Elizabeth shrank back closing the door softly. Here was a predicament indeed! The approaching swish of silken skirts sounded along the hall, and she ran noiselessly up the carpeted stairway looking for some place of concealment. The door leading into the auditorium confronted her, and shaking with silent laughter she pushed it open and slipped noiselessly within. A soft hushed movement like one breathing in sleep filled the great space. She paused, startled—the church was crowded.
Away up in the dim pulpit at the other end a man was speaking. Elizabeth dropped breathlessly and embarrassed into the pew nearest the door. She had no idea what this gathering was for or who the speaker was. Mrs. Jarvis attended the regular Sunday morning services in St. Stephen's, whenever a headache did not prevent, and Elizabeth accompanied her. But beyond this the girl had not the slightest connection with any of the activities of this religious body of which she was a member. Otherwise she might have known that this was a great gathering of students, many of whom were young volunteers for the army of the King that was fighting sin far away in the stronghold of heathenism.

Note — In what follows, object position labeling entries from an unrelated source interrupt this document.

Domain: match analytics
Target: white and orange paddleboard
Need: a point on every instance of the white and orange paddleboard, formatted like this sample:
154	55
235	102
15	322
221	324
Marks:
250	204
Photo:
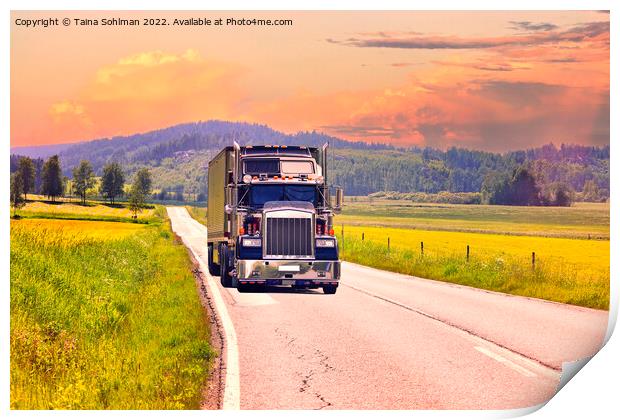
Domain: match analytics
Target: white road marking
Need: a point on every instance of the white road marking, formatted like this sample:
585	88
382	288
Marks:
251	299
512	365
506	354
232	389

She would have heard, too, that the man up there in the pulpit, with every eye set unwaveringly upon him, was one who had stirred the very pulses of her native land by his call to the laymen of the church to a wider vision of their duty to the world. But poor Elizabeth knew very little more about this great movement than if she had been one of the heathen in whose behalf it was being made.
And perhaps because she had been so long shut away from the great things of life, for which her heart vainly cried, her very soul went out to the words of the speaker. He was nearing the end of his address, and was making his appeal to those young people to invest their lives in this great work for God and humanity.
Looking back upon that scene afterwards, it almost seemed miraculous to Elizabeth, that the first words of his message she heard were from that prophetic poem that had always moved her to tears in her childhood days when her father read them at family worship.
"The wilderness and the solitary place shall be glad for them, the desert shall rejoice and blossom as the rose. It shall blossom abundantly and rejoice, even with joy and singing." This was the promise to those who responded to their Master's call. The wildernesses of the earth, the sad and solitary places, were to be made glad and beautiful at their coming.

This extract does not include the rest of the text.